Jean-Luc Moudenc : comment ne pas perdre la mairie de Toulouse.

Jean-Luc Moudenc est issu d’un milieu modeste. Lorsque j’ai fait sa connaissance, en 1986, il résidait à Toulouse, chemin de Ramelet-Moundi, Les Toulousains jugeront.

Il a adhéré au Centre des Démocrates Sociaux en 1977. Il était alors âgé de seize ou dix-sept ans.

Ce parti avait été créé l’année précédente par la réunion du Centre Démocrate de Jean Lecanuet et du Centre Démocratie et Progrès (CDP) de Jacques Duhamel. Le CDP était issu d’une fraction du Centre Démocrate (essentiellement des parlementaires) qui, entre les deux tours de l’élection présidentielle de 1969, avait rejoint le camp de Georges Pompidou contre le propre candidat du Centre Démocrate, Alain Poher.

Lecanuet, qui avait entre-temps tenté l’aventure du Mouvement Réformateur avec les Radicaux de Jean-Jacques Servan Schreiber, avait pris en 1976 la présidence du nouveau parti et prendrait celle du nouveau conglomérat englobant aussi les Radicaux, les Sociaux-Démocrates et les Républicains Indépendants, l’année suivante : ce serait l’Union pour la Démocratie Française (UDF).

Lorsque j’ai fait sa connaissance, dans l’été 1986 donc, en Ardèche lors d’une Université d’Été, Jean-Luc Moudenc était déjà silencieux et compassé comme un cardinal. Il adoptait le ton qui fait qu’on le croit toujours à mi-voix. Ce qui frappait en lui était son nez.

On pouvait croire que Rostand avait écrit sa pièce Cyrano pour lui. Son appendice nasal le précédait partout de très loin.

Nanti de cette excroissance, Moudenc promenait son sourire sénatorial et sa silhouette calme au milieu d’une escouade de ses jeunes, dans une atmosphère très gaie et plutôt folle.

Doué pour les conquêtes de structure, il s’était constitué un réseau d’amis et d’affidés en prenant le contrôle de la mutuelle toulousaine des étudiants de droite et du centre. Il s’agissait du système SME-, concurrent minoritaire de la puissante MNEF.

Les SME, contrairement à la MNEF, formaient un réseau d’entités indépendantes regroupées selon un principe confédéral : le vrai pouvoir y était local. Je me souviens de la SMEREP, la mienne, celle des étudiants parisiens, mais on connaissait aussi la SMEBA, la SMESO etc.

À travers sa SME, il bénéficiait donc d’une logistique et d’une hiérarchie capable de détecter et de fidéliser des militants.

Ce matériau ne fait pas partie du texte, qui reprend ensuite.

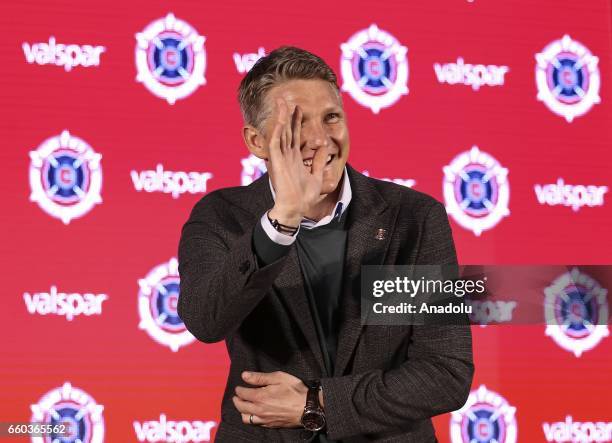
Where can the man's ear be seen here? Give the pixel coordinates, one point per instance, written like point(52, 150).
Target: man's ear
point(255, 141)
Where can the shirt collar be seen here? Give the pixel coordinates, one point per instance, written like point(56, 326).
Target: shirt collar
point(341, 205)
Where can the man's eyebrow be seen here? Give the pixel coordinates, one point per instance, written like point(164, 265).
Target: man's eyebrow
point(326, 110)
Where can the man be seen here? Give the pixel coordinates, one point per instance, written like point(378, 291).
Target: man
point(274, 270)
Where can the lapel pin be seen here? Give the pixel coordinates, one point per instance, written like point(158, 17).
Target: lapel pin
point(381, 234)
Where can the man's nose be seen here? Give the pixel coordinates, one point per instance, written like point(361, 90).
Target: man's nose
point(314, 137)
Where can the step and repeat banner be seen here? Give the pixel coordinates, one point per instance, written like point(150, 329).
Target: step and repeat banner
point(117, 117)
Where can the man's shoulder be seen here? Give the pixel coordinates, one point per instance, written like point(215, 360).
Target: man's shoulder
point(222, 202)
point(409, 202)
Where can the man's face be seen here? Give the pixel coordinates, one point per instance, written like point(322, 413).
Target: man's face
point(323, 125)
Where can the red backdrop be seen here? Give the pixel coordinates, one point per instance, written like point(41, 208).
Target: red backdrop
point(118, 241)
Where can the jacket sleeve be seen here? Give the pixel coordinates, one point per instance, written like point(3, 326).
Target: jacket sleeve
point(221, 280)
point(435, 377)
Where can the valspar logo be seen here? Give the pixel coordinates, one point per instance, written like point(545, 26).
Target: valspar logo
point(573, 196)
point(64, 304)
point(470, 75)
point(408, 182)
point(576, 431)
point(244, 62)
point(164, 430)
point(170, 182)
point(59, 54)
point(485, 312)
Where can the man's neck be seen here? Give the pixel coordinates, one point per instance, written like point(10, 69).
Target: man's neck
point(326, 205)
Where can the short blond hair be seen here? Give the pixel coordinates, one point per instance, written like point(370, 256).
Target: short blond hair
point(282, 64)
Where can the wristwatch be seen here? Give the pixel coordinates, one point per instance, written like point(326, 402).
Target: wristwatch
point(313, 418)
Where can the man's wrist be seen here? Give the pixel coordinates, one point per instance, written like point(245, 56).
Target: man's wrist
point(285, 216)
point(321, 400)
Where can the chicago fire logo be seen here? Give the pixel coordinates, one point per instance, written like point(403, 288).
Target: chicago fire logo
point(170, 58)
point(374, 68)
point(486, 417)
point(65, 177)
point(576, 312)
point(476, 190)
point(567, 78)
point(157, 306)
point(73, 410)
point(252, 168)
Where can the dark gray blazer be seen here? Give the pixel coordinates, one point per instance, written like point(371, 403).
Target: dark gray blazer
point(389, 380)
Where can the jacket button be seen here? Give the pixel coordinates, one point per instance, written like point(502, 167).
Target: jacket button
point(244, 267)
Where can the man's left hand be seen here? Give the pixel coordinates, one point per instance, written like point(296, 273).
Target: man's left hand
point(277, 401)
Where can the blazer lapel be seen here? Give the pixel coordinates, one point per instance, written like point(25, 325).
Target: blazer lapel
point(370, 226)
point(290, 282)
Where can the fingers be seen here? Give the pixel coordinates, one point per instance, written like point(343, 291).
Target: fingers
point(246, 419)
point(296, 128)
point(244, 407)
point(319, 160)
point(261, 378)
point(248, 394)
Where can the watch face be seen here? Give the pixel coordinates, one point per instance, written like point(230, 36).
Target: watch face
point(313, 420)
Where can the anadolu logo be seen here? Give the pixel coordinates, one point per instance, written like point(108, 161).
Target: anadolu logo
point(73, 408)
point(374, 68)
point(170, 58)
point(476, 190)
point(65, 177)
point(486, 417)
point(252, 168)
point(567, 77)
point(576, 312)
point(157, 306)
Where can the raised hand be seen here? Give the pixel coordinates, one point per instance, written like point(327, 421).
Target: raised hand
point(297, 182)
point(275, 400)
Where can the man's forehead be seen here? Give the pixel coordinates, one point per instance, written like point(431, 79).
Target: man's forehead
point(308, 94)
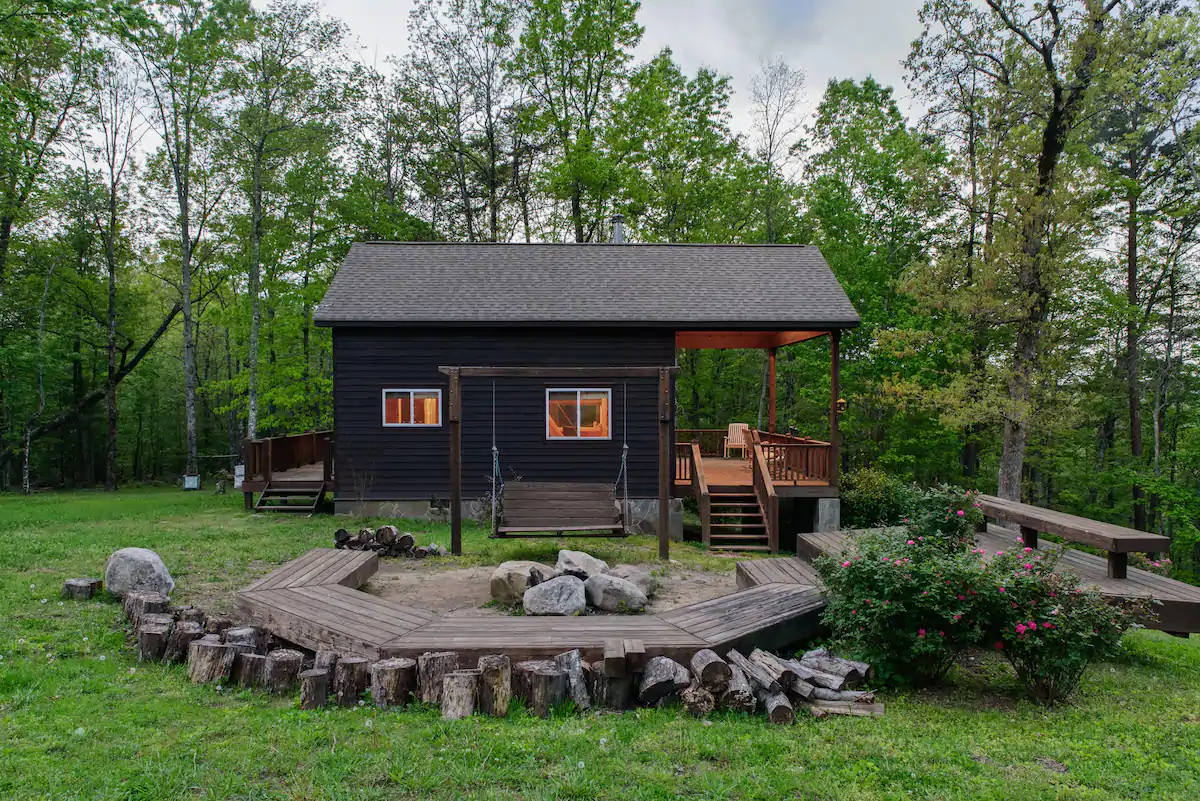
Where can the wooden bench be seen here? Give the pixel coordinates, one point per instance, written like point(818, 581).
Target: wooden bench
point(537, 509)
point(1117, 541)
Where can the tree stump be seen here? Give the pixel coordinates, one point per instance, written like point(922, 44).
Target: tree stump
point(313, 688)
point(495, 685)
point(81, 589)
point(325, 661)
point(351, 680)
point(711, 670)
point(697, 700)
point(153, 640)
point(393, 682)
point(663, 676)
point(281, 670)
point(249, 669)
point(431, 669)
point(208, 661)
point(249, 636)
point(459, 691)
point(181, 636)
point(540, 684)
point(577, 685)
point(738, 697)
point(609, 691)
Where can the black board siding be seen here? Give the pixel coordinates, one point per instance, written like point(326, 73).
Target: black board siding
point(387, 463)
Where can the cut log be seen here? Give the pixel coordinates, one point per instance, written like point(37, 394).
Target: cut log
point(249, 669)
point(754, 672)
point(459, 692)
point(697, 700)
point(81, 589)
point(313, 688)
point(282, 670)
point(635, 656)
point(775, 705)
point(540, 684)
point(325, 661)
point(393, 682)
point(738, 696)
point(495, 685)
point(351, 680)
point(181, 636)
point(609, 691)
point(853, 696)
point(431, 669)
point(249, 636)
point(711, 670)
point(208, 661)
point(577, 685)
point(663, 676)
point(153, 640)
point(847, 708)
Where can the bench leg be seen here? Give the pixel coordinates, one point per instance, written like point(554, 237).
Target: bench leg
point(1029, 536)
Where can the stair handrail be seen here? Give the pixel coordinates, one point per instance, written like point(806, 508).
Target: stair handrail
point(765, 492)
point(703, 500)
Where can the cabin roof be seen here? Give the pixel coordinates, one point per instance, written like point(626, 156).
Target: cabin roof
point(628, 284)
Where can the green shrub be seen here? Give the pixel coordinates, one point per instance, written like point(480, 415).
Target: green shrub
point(871, 498)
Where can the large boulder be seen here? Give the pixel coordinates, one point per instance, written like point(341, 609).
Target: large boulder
point(137, 568)
point(613, 594)
point(579, 564)
point(645, 580)
point(513, 578)
point(558, 596)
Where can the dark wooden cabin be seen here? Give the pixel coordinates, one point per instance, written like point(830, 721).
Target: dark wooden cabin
point(402, 312)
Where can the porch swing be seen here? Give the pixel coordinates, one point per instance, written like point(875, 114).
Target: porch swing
point(529, 509)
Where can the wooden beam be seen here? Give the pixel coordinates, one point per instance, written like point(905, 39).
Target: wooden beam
point(557, 372)
point(771, 390)
point(756, 339)
point(834, 391)
point(665, 463)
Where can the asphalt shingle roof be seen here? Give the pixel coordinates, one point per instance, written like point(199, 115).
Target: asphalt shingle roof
point(711, 285)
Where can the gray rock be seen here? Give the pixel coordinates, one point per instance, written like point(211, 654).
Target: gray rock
point(513, 578)
point(645, 580)
point(137, 568)
point(558, 596)
point(613, 594)
point(579, 564)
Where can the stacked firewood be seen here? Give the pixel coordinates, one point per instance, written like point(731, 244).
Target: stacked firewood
point(385, 541)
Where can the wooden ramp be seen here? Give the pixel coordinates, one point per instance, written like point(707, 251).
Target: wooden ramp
point(1177, 604)
point(315, 601)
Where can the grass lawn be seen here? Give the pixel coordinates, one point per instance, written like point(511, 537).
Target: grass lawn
point(81, 720)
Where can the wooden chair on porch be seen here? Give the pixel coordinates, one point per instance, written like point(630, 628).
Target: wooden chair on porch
point(736, 439)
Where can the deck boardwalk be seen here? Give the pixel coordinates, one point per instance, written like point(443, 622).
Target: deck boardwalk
point(313, 601)
point(1176, 604)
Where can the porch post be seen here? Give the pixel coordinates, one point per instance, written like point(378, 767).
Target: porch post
point(455, 420)
point(771, 389)
point(834, 391)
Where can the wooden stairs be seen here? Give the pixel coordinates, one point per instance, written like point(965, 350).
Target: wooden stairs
point(736, 519)
point(297, 498)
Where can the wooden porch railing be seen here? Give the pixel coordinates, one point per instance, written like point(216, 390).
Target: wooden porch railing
point(270, 455)
point(765, 491)
point(795, 459)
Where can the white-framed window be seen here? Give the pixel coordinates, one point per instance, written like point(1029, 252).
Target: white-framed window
point(579, 414)
point(412, 408)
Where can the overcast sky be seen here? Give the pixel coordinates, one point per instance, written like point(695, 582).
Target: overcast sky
point(827, 38)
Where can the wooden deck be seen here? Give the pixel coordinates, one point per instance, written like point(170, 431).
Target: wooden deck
point(313, 601)
point(1177, 604)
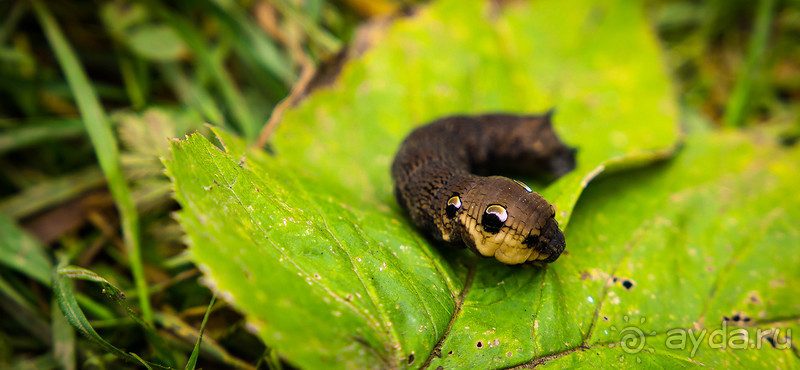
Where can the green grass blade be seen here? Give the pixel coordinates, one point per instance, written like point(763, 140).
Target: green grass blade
point(51, 192)
point(738, 106)
point(196, 351)
point(62, 290)
point(234, 99)
point(105, 144)
point(208, 348)
point(191, 93)
point(117, 295)
point(328, 42)
point(31, 133)
point(63, 339)
point(264, 51)
point(22, 252)
point(20, 310)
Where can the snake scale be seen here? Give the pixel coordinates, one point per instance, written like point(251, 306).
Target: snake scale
point(437, 173)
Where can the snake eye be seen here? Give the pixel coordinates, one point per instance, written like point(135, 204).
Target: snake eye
point(453, 205)
point(494, 217)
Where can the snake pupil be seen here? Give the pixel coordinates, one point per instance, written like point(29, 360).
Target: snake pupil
point(453, 205)
point(494, 218)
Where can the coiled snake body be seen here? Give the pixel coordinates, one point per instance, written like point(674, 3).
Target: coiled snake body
point(436, 181)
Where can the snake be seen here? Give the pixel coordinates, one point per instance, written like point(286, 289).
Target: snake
point(442, 175)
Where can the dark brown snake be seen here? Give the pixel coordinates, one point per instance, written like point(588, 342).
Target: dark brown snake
point(436, 181)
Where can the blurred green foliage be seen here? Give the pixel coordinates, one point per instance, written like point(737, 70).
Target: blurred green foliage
point(160, 69)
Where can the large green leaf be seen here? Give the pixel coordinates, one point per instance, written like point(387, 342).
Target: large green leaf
point(311, 246)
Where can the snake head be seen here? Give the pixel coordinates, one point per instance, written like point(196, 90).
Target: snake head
point(503, 218)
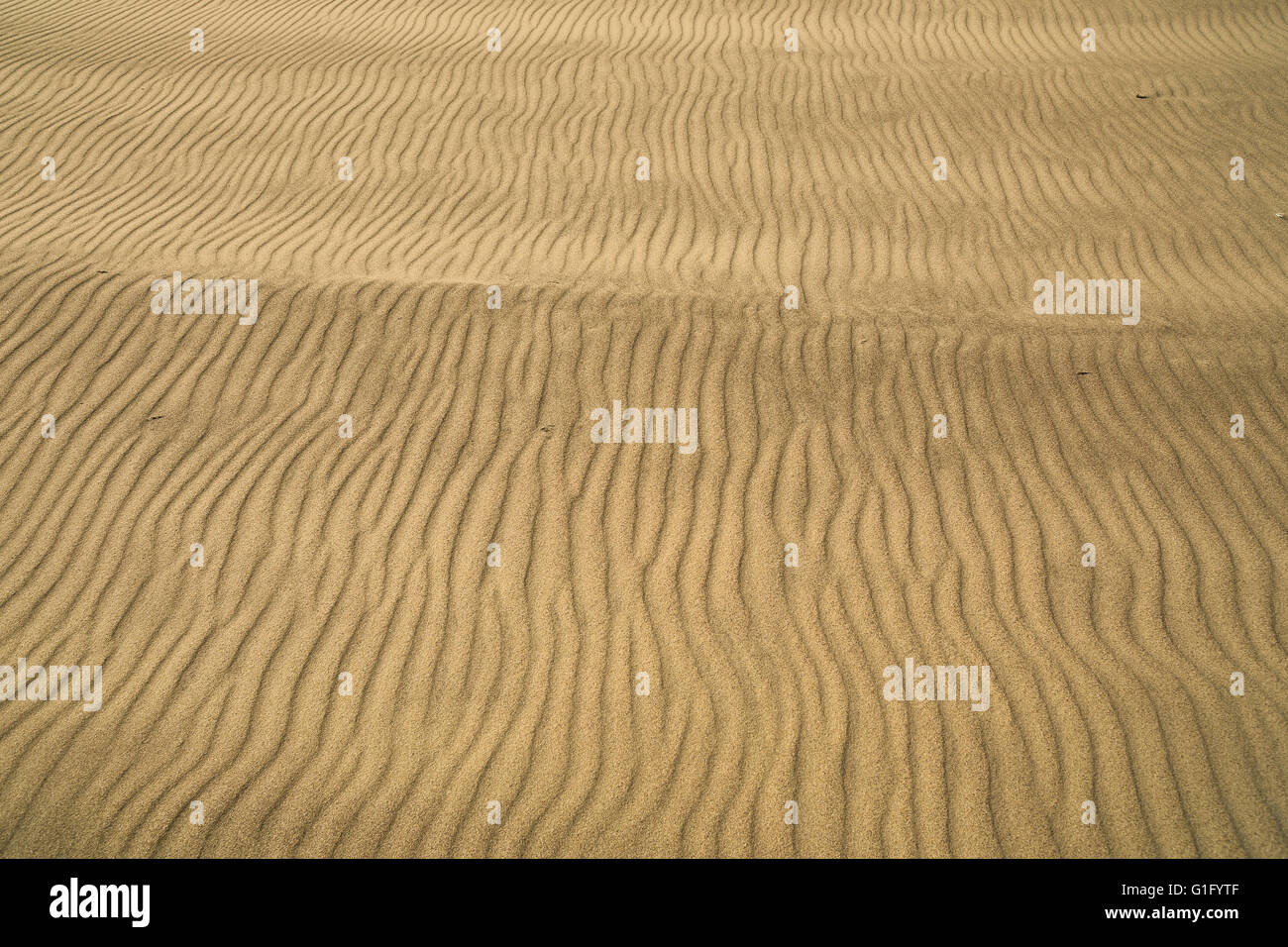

En 1984, Moudenc avait rencontré un jeune chirurgien, Philippe Douste-Blazy, qui faisait partie des talents prometteurs du jeune centre toulousain.

La ville était tenue par le vieux Pierre Baudis. Lorsque je notais que c’était un centriste presque historique, puisqu’il gouvernait sous cette étiquette dans les années 1960, Jean-Luc me corrigeait : Baudis roulait pour le centre républicain, et non pour le centre démocrate, et cette nuance changeait tout, car sous-entendu dans démocrate, il fallait lire démocrate-chrétien. Jean-Luc Moudenc s’épanouissait dans un milieu démocrate-chrétien, forcément minoritaire dans une ville longtemps marquée par le radicalisme.

En 1986, au congrès de Metz, nous élûmes notre bureau national des jeunes centristes (JDS). Deux listes se confrontaient : l’une, conduite par Éric Azière qui aujourd’hui gère les investitures pour Bayrou, l’autre menée par un autre Toulousain, Jean-Luc Forget, celui-là même qui vient de se présenter  sous l’étiquette MoDem contre Moudenc aux législatives toulousaines.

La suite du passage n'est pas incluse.